Local-oscillator models have a lot going for them, in addition to their distinguished pedigree. For example, hair bundles in reptiles and amphibians are known to oscillate spontaneously (Crawford and Fettiplace 1985; Denk and Webb 1992; Martin and Hudspeth 1999; Martin et al. 2001; Bozovic 2019). And the underlying conception accords with an intuition that says that the behavior of any complex system is properly understood as a consequence of the behavior of its parts.

Fig. 2
figure 2

Autonomous hair-cell oscillator. In this framework, SOAEs measurable in the external ear canal occur when an active hair cell (red) goes unstable and begins to oscillate spontaneously. Note that the middle ear is crudely caricatured—no offense intended—using balls and sticks. Key to anatomical abbreviations: TM=tympanic membrane; OC=ossicular chain; OW=stapes and oval window; HCs=hair cells

Global-Oscillator Framework

The local-oscillator framework is so intuitively compelling that one may wonder whether there is really any viable alternative. While wondering, it may help to ponder another, seemingly unrelated issue: “How do humans fly?”. Although “Not very well!” may be the wisecracking retort, we humans do fly, just not by furiously flapping our arms or legs. Rather, we fly by being part of a social network, a technological society that has created airplanes, airports, and pilots. Parts acquire new properties by virtue of their embedding in the whole (Levins and Lewontin 1985), and collectively we do things that individually we cannot. To get spontaneous emissions off the ground, what is the alternative to an individual hair cell spontaneously flapping its bundle?

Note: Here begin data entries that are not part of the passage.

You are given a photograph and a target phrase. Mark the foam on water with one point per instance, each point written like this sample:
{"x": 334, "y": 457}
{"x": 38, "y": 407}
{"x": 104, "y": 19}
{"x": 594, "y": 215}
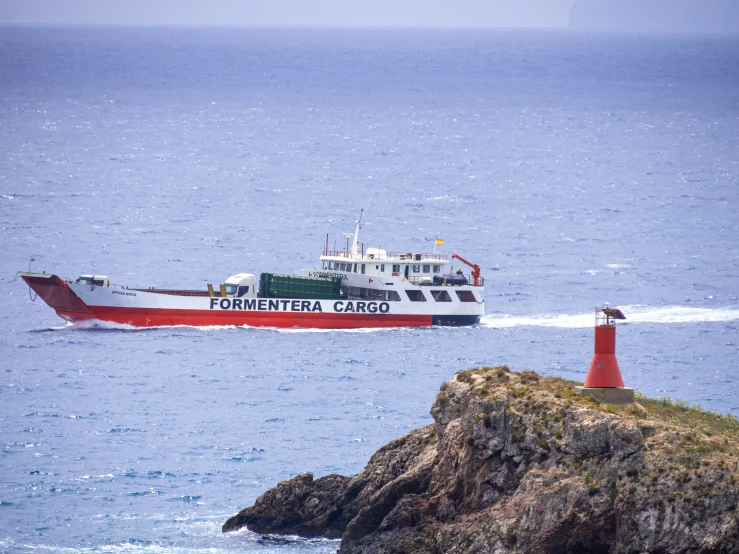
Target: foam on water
{"x": 634, "y": 314}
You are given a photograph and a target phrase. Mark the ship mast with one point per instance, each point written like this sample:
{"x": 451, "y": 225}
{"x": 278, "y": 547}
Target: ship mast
{"x": 355, "y": 244}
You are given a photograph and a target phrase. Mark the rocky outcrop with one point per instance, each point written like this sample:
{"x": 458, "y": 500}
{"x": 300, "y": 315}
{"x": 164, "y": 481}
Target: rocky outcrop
{"x": 516, "y": 463}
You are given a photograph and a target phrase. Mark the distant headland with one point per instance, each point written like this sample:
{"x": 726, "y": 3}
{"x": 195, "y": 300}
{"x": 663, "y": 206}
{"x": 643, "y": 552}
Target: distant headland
{"x": 662, "y": 16}
{"x": 517, "y": 463}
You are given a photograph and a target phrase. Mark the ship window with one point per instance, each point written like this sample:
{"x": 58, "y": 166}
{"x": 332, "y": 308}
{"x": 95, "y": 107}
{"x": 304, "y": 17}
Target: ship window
{"x": 466, "y": 296}
{"x": 441, "y": 295}
{"x": 415, "y": 296}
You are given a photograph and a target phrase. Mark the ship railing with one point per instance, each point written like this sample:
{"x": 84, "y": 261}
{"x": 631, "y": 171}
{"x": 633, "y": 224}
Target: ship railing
{"x": 172, "y": 292}
{"x": 389, "y": 256}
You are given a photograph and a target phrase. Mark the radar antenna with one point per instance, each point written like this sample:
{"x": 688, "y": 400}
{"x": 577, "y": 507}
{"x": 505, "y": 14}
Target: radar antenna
{"x": 355, "y": 244}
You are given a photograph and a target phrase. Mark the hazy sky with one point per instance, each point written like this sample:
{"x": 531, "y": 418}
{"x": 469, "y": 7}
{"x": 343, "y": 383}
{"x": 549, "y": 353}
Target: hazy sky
{"x": 483, "y": 13}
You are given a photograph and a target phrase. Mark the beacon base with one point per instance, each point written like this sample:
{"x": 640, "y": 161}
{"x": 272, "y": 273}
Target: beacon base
{"x": 611, "y": 395}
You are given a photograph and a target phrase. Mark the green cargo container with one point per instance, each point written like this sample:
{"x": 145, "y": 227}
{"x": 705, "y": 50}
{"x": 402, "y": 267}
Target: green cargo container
{"x": 272, "y": 285}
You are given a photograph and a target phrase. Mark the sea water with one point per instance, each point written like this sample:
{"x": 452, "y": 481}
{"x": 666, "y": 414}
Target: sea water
{"x": 576, "y": 169}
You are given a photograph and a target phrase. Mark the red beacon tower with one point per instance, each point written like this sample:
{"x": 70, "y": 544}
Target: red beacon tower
{"x": 604, "y": 379}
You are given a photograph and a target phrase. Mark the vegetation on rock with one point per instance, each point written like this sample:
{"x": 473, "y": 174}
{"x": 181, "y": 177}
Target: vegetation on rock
{"x": 517, "y": 462}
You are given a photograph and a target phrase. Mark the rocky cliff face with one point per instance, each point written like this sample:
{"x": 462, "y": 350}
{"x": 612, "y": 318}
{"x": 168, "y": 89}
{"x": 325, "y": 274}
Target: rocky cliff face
{"x": 515, "y": 463}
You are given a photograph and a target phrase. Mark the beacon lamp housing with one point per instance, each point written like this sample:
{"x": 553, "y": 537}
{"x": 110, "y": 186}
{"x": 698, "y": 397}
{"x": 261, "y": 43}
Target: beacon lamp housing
{"x": 604, "y": 380}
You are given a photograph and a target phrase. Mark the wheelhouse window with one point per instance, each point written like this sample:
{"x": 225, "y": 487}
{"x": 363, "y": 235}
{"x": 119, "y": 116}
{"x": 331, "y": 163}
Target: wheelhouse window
{"x": 441, "y": 296}
{"x": 415, "y": 296}
{"x": 466, "y": 296}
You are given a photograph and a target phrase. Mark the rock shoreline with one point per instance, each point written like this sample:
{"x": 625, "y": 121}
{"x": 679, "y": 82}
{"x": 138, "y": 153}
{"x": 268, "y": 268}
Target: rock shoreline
{"x": 514, "y": 463}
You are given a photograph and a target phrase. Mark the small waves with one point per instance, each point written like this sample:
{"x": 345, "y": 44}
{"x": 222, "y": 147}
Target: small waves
{"x": 634, "y": 314}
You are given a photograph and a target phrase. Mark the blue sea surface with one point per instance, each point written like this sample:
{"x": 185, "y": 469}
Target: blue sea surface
{"x": 576, "y": 169}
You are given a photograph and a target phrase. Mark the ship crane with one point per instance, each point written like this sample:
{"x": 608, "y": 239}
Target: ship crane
{"x": 475, "y": 269}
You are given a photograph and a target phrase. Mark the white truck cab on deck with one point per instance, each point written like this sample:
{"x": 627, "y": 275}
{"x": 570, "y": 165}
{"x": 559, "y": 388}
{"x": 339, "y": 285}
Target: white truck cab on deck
{"x": 242, "y": 285}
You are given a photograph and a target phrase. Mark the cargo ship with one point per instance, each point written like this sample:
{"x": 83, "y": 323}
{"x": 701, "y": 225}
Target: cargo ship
{"x": 349, "y": 288}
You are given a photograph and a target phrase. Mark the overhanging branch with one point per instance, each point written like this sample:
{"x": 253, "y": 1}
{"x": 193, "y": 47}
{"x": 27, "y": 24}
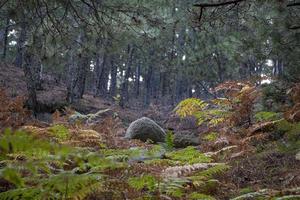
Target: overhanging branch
{"x": 205, "y": 5}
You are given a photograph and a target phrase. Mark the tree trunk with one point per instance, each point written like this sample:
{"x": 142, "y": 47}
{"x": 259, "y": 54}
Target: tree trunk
{"x": 76, "y": 77}
{"x": 29, "y": 67}
{"x": 102, "y": 73}
{"x": 137, "y": 80}
{"x": 124, "y": 88}
{"x": 5, "y": 39}
{"x": 20, "y": 45}
{"x": 148, "y": 86}
{"x": 113, "y": 80}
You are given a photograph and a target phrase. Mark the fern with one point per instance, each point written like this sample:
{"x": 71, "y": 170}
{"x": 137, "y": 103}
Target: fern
{"x": 211, "y": 136}
{"x": 199, "y": 196}
{"x": 189, "y": 106}
{"x": 60, "y": 132}
{"x": 266, "y": 116}
{"x": 215, "y": 170}
{"x": 169, "y": 141}
{"x": 188, "y": 155}
{"x": 144, "y": 182}
{"x": 199, "y": 109}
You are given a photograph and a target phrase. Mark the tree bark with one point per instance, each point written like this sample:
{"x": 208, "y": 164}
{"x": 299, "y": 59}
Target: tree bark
{"x": 5, "y": 39}
{"x": 148, "y": 86}
{"x": 76, "y": 77}
{"x": 137, "y": 80}
{"x": 29, "y": 67}
{"x": 124, "y": 88}
{"x": 102, "y": 73}
{"x": 113, "y": 80}
{"x": 20, "y": 45}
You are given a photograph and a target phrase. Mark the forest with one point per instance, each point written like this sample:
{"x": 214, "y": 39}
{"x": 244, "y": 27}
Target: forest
{"x": 140, "y": 99}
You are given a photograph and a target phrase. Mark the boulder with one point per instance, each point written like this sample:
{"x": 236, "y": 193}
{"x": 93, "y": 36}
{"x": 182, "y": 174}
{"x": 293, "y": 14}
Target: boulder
{"x": 183, "y": 139}
{"x": 144, "y": 129}
{"x": 91, "y": 118}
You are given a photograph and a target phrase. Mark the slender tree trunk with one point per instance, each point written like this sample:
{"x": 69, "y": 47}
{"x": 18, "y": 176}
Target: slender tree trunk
{"x": 113, "y": 80}
{"x": 30, "y": 64}
{"x": 124, "y": 88}
{"x": 76, "y": 77}
{"x": 102, "y": 73}
{"x": 20, "y": 45}
{"x": 137, "y": 80}
{"x": 5, "y": 39}
{"x": 148, "y": 86}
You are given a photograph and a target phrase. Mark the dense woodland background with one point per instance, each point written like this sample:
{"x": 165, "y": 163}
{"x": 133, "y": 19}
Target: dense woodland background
{"x": 221, "y": 77}
{"x": 158, "y": 51}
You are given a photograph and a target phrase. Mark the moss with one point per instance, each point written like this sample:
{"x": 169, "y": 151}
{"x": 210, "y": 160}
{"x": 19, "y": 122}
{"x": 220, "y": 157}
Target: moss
{"x": 60, "y": 132}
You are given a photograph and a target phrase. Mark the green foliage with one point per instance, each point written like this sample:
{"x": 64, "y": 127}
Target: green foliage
{"x": 169, "y": 140}
{"x": 212, "y": 136}
{"x": 60, "y": 132}
{"x": 245, "y": 190}
{"x": 266, "y": 116}
{"x": 188, "y": 155}
{"x": 12, "y": 176}
{"x": 202, "y": 112}
{"x": 199, "y": 196}
{"x": 215, "y": 170}
{"x": 189, "y": 107}
{"x": 144, "y": 182}
{"x": 291, "y": 135}
{"x": 52, "y": 171}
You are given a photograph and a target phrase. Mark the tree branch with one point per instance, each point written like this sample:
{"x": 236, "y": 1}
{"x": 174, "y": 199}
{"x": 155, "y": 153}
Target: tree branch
{"x": 205, "y": 5}
{"x": 293, "y": 4}
{"x": 3, "y": 3}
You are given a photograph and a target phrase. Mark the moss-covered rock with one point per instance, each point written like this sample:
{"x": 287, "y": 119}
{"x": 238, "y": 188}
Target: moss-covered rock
{"x": 145, "y": 129}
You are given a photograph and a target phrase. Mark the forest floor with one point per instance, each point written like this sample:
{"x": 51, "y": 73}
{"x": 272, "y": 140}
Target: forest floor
{"x": 249, "y": 161}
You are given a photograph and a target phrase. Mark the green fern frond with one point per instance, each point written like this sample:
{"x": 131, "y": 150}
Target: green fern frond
{"x": 189, "y": 107}
{"x": 188, "y": 155}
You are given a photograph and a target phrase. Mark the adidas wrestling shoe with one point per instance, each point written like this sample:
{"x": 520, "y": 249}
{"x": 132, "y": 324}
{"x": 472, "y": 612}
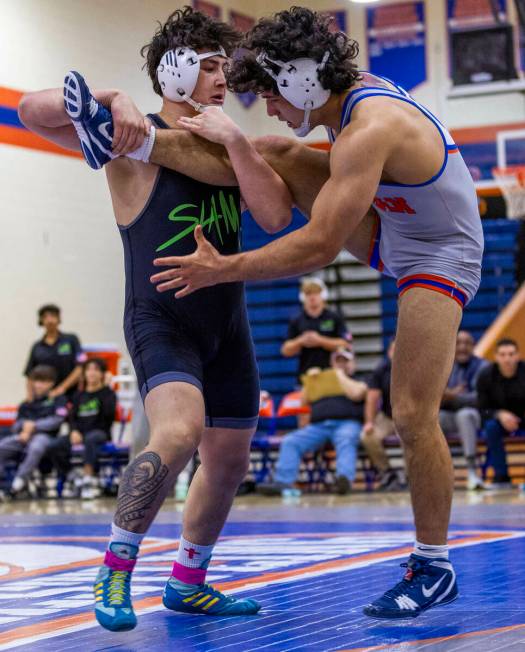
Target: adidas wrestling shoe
{"x": 427, "y": 583}
{"x": 112, "y": 588}
{"x": 204, "y": 599}
{"x": 92, "y": 121}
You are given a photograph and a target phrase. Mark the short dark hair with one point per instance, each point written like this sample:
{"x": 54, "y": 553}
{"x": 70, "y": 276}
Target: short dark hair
{"x": 507, "y": 341}
{"x": 192, "y": 29}
{"x": 98, "y": 362}
{"x": 292, "y": 34}
{"x": 48, "y": 307}
{"x": 43, "y": 372}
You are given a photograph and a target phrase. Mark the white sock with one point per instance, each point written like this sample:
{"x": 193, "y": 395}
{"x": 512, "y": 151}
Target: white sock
{"x": 144, "y": 151}
{"x": 431, "y": 551}
{"x": 118, "y": 535}
{"x": 192, "y": 555}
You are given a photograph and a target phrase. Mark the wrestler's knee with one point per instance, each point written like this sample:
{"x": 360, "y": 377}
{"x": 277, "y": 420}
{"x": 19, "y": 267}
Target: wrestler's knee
{"x": 173, "y": 441}
{"x": 413, "y": 420}
{"x": 274, "y": 146}
{"x": 230, "y": 471}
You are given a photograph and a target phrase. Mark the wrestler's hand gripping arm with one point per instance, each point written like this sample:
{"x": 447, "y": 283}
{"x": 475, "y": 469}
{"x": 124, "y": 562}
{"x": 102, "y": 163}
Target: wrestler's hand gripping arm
{"x": 357, "y": 162}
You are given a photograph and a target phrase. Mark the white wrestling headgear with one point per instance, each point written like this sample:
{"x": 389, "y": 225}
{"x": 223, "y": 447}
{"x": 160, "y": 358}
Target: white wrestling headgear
{"x": 298, "y": 82}
{"x": 308, "y": 281}
{"x": 178, "y": 72}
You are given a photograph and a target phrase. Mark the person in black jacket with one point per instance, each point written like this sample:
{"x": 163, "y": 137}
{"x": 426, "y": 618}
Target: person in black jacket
{"x": 501, "y": 400}
{"x": 36, "y": 427}
{"x": 91, "y": 417}
{"x": 62, "y": 351}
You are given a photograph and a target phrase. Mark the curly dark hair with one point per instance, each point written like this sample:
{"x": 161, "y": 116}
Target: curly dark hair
{"x": 292, "y": 34}
{"x": 192, "y": 29}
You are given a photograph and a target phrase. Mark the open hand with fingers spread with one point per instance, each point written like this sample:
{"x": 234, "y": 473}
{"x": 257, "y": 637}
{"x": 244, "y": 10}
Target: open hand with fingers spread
{"x": 201, "y": 269}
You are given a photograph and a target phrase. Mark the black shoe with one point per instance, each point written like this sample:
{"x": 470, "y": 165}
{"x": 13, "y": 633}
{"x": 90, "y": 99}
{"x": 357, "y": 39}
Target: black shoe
{"x": 342, "y": 485}
{"x": 390, "y": 481}
{"x": 272, "y": 488}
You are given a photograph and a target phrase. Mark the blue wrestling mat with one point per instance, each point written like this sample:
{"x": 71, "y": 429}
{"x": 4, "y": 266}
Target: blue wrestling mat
{"x": 312, "y": 579}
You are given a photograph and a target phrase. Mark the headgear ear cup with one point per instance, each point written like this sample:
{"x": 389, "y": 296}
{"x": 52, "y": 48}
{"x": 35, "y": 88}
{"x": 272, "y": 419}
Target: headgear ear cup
{"x": 314, "y": 281}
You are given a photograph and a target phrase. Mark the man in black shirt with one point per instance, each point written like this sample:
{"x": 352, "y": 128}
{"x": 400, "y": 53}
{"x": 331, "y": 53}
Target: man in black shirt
{"x": 91, "y": 418}
{"x": 317, "y": 331}
{"x": 501, "y": 400}
{"x": 62, "y": 351}
{"x": 37, "y": 424}
{"x": 336, "y": 418}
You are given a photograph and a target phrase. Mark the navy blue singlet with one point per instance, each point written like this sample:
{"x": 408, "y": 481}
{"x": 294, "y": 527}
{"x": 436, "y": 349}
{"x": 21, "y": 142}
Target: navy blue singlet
{"x": 203, "y": 339}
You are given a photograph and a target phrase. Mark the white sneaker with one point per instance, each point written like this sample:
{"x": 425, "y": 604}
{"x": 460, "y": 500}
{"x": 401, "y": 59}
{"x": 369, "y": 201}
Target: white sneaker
{"x": 17, "y": 485}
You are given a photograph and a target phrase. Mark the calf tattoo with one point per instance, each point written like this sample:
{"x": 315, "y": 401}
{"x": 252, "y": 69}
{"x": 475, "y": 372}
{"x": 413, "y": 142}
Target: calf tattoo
{"x": 142, "y": 490}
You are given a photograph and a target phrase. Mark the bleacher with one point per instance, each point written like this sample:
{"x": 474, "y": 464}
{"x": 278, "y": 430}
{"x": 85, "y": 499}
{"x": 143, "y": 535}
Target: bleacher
{"x": 272, "y": 304}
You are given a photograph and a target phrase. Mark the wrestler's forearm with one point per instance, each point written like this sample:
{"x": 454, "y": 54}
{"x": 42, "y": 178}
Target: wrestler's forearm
{"x": 297, "y": 253}
{"x": 263, "y": 190}
{"x": 193, "y": 156}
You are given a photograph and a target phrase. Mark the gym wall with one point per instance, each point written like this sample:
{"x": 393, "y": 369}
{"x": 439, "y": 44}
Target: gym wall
{"x": 59, "y": 240}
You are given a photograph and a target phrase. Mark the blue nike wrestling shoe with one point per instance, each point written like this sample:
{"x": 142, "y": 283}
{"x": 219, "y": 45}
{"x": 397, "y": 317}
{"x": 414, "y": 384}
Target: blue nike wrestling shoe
{"x": 112, "y": 588}
{"x": 427, "y": 583}
{"x": 92, "y": 121}
{"x": 204, "y": 599}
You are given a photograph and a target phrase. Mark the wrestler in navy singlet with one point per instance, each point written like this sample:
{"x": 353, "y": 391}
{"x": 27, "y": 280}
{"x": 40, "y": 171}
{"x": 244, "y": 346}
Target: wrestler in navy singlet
{"x": 203, "y": 339}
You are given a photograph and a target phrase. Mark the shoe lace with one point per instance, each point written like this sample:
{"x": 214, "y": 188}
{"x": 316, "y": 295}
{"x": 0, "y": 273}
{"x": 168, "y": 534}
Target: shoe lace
{"x": 413, "y": 576}
{"x": 216, "y": 593}
{"x": 118, "y": 588}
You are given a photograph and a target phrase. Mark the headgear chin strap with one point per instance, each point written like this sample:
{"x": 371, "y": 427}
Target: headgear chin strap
{"x": 298, "y": 82}
{"x": 178, "y": 72}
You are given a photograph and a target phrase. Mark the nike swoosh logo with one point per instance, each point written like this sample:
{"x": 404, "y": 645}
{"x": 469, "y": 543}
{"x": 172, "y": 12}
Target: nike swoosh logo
{"x": 428, "y": 593}
{"x": 103, "y": 129}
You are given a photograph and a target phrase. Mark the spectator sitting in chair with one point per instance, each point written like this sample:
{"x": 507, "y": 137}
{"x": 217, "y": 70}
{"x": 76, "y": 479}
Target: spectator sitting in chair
{"x": 62, "y": 351}
{"x": 37, "y": 424}
{"x": 336, "y": 400}
{"x": 459, "y": 412}
{"x": 501, "y": 400}
{"x": 317, "y": 331}
{"x": 91, "y": 418}
{"x": 379, "y": 424}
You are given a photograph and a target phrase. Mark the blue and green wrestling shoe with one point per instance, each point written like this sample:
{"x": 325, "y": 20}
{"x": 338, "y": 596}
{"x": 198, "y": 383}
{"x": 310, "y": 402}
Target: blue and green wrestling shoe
{"x": 204, "y": 599}
{"x": 92, "y": 121}
{"x": 112, "y": 588}
{"x": 427, "y": 583}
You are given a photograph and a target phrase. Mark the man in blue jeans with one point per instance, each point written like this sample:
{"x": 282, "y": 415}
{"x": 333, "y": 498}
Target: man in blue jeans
{"x": 501, "y": 400}
{"x": 336, "y": 418}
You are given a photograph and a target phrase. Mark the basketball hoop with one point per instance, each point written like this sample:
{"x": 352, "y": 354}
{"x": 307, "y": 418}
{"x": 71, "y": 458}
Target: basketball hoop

The answer, originally proposed by Kemp (1979ab), might be called a “global oscillator” (see Fig. 3). What does that mean? In the mammalian ear, a pure-tone stimulus creates a traveling wave within the cochlea that evokes an emission at the same frequency—a stimulus-frequency OAE (Kemp and Chum 1980; Zwicker and Schloth 1984; Shera and Zweig 1993a). Stimulus re-emission occurs when a forward-traveling wave encounters mechanical irregularities along its path that disturb the otherwise smooth forward flow of energy, a process equivalent to scattering the incoming wave (Shera and Zweig 1993b; Zweig and Shera 1995). On its way back to the ear canal, the emitted wave is partially reflected at the stapes, creating another forward wave that combines with the first. When the round-trip gain is high enough, and the round-trip phase shift allows the waves to combine in phase, the process can create an ongoing excitation—a self-sustaining evoked emission—that persists even after the initial stimulus is removed. In other words, the process of multiple internal reflection within the cochlea creates an SOAE (Kemp 1979ab; Zweig 1991; Talmadge and Tubis 1993; Shera 2003; Ku et al. 2009). Although illustrated here using a pure-tone stimulus purposefully applied, the initiating stimulus can be anything that launches a traveling wave, including internal noise. Interestingly, the global, standing-wave framework implies that the generation of SOAEs is analogous to the coherent emission of light by an optical laser (Shera 20032007).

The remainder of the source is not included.